Грейс повернулась к ней с легким удивлением.

- Это не то, что Вы говорили вчера.

- Что она вчера говорила? - спросил мистер Одли.

- Он - Кэвендиш, - сказала вдова просто. Словно это все объясняло. Но, вероятно, она все же верила в небольшие дедуктивные способности Грейс, потому добавила так, что было похоже, что она говорила с малым ребенком, - Мы другие.

- Правила не для нас, - сказал мистер Одли, пожимая плечами. И затем, как только вдова отвела взгляд, он подмигнул Грейс. - Что она говорила вчера? - спросил он снова.

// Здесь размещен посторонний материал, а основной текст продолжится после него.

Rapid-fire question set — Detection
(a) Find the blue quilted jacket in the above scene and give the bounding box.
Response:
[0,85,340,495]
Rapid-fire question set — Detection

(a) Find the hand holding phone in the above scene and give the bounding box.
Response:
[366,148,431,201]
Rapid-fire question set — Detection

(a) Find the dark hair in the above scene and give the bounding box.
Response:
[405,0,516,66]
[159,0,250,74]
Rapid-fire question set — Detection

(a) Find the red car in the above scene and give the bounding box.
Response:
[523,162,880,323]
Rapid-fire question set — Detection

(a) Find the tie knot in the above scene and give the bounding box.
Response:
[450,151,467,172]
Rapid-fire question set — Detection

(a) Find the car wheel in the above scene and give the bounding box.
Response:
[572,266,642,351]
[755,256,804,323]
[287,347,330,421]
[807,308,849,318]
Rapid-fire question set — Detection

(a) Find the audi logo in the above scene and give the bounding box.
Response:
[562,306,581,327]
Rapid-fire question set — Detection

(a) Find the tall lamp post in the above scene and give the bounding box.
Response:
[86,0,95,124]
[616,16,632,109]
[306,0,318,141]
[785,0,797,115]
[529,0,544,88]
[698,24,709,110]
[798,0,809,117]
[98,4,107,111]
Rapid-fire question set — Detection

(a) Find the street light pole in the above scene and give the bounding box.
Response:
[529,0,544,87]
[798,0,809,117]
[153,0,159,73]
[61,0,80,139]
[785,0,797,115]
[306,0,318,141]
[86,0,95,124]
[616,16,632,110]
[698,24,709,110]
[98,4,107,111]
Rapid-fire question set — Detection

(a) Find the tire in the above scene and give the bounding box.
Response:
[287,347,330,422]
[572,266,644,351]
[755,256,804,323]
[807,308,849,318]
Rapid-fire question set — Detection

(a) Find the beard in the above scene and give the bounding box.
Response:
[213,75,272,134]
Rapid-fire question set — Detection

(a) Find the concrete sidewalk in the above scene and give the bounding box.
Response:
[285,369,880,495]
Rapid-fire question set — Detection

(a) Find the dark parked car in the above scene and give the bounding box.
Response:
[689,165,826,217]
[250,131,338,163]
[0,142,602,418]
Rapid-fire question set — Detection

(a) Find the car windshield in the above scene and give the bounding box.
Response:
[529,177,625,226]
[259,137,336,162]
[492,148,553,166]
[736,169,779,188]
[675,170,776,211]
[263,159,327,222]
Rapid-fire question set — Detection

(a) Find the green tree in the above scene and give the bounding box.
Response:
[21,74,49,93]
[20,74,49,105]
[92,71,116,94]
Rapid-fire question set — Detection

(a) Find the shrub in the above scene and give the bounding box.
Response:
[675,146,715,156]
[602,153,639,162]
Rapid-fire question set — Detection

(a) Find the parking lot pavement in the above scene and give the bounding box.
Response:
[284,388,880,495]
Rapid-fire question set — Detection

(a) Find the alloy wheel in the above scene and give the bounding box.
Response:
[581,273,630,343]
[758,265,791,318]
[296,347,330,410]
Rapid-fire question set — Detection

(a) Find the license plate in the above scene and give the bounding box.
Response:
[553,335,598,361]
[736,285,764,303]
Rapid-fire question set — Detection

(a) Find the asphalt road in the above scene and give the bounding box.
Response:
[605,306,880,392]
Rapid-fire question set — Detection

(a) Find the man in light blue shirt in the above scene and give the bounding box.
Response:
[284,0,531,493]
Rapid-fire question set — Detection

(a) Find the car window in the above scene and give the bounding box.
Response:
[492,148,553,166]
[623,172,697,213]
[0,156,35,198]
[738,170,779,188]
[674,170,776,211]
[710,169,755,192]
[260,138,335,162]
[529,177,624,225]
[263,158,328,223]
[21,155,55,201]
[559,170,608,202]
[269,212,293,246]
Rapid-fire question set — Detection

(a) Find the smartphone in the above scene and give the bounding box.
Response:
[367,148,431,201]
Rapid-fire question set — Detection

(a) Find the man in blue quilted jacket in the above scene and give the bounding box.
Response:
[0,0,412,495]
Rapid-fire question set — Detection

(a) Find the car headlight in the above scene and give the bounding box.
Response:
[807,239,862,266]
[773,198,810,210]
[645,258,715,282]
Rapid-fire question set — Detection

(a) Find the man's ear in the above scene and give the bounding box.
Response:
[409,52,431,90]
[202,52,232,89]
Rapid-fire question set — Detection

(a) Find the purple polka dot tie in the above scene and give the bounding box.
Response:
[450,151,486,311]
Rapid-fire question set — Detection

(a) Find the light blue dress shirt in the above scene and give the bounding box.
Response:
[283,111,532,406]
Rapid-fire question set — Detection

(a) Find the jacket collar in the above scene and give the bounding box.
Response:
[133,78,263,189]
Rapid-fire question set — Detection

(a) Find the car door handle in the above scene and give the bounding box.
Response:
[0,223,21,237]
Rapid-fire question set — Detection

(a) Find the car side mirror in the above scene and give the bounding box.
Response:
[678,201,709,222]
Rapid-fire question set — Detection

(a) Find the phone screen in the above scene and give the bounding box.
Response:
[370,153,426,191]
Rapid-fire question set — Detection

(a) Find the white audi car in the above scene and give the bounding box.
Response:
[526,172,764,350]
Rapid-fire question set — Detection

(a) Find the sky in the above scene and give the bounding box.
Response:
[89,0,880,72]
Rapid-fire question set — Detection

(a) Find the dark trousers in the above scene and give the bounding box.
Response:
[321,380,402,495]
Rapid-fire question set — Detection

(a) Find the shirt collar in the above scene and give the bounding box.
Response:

Грейс не была уверена, что сможет все правильно пересказать, при условии, что сама была не согласна с мнением вдовы, но она не могла проигнорировать его прямой вопрос, заданный дважды, потому сказала:

- Существует искусство оскорбления, и если можно нанести его так, чтобы субъект этого не понял, это еще более впечатляюще.

Она посмотрела на вдову, ожидая увидеть, будет ли она исправлена.

- Это не работает, - сказала вдова лукаво, - когда он сам - субъект оскорбления.

- Так это не будет искусством, если оскорбляет кто-то другой? - Спросила Грейс.

- Конечно, нет. Почему меня должно заботить, кто меня оскорбил? - Вдова презрительно фыркнула и вернулась к своему завтраку. - Мне не нравится этот бекон, - объявила она.

- Ваши беседы всегда такие уклончивые? - Спросил мистер Одли.

- Нет, - ответила Грейс довольно честно. - Это были исключительные два дня.

Ни у кого не нашлось ничего, чтобы добавить к этому, вероятно потому, что все они были с этим согласны. Но мистер Одли нарушил тишину, повернувшись к герцогине и произнеся:

- Я считаю, что бекон был превосходен.

На что вдова ответила:

- Уиндхем вернулся?

- Не думаю, - ответила Грейс. Она посмотрела на лакея. - Грэм?

- Нет, мисс, его нет дома.

Вдова сморщила губы в выражении раздраженного недовольства.

- Очень необдуманно с его стороны.

- Еще рано, - сказала Грейс.

- Он не предупреждал, что уедет на всю ночь.

- Герцог обычно должен зарегистрировать свой график у бабушки? - Пробормотал мистер Одли, явно нарываясь на неприятности.

Грейс одарила его раздраженным взглядом. Конечно, это не требовало ответа. Взамен он улыбнулся. Он любил досаждать ей. Многое становилось абсолютно ясным. Многого и не требовалось. Этот мужчина любил досаждать всем.

Грейс вернулась к вдове.

- Я уверена, что он скоро появится.

Раздражение не исчезло из выражения лица вдовы.

- Я надеялась, что он будет здесь, чтобы мы могли поговорить искренне, но я полагаю, что мы можем продолжить и без него.

- Вы думаете, что это мудро? - Спросила Грейс прежде, чем она смогла остановить себя. И действительно, вдова ответила на ее дерзость испепеляющим взглядом. Но Грейс не стала сожалеть о сказанном. Было неправильно принимать решения о будущем в отсутствии Томаса.

- Лакей! - рявкнула вдова. - Оставьте нас и закройте двери с другой стороны.

Как только лакей вышел, вдова повернулась к мистеру Одли и объявила:

- Я подала отличную идею.

- Я действительно думаю, что мы должны подождать герцога, - вмешалась Грейс. В ее голосе звучала небольшая паника, и она не была уверена, почему же она столь обеспокоена. Возможно, это было потому, что Томас был единственным человеком, который сделал ее жизнь терпимой за последние пять лет. Если бы не он, она забыла бы звук своего собственного смеха.

Ей нравился мистер Одли. Он ей даже слишком нравился, если говорить честно, но она не позволит вдове за завтраком вручить ему неотъемлемое право Томаса.

- Мисс Эверсли... - огрызнулась вдова, явно давая горячий отпор.

- Я согласен с мисс Эверсли, - спокойно вставил мистер Одли. - Мы должны подождать герцога.

Но вдова никогда никого не ждала. И ее выражение с одной стороны было грозным, а с другой - вызывающим, когда она сказала:

- Мы должны поехать в Ирландию. Завтра, если мы сможем так быстро собраться.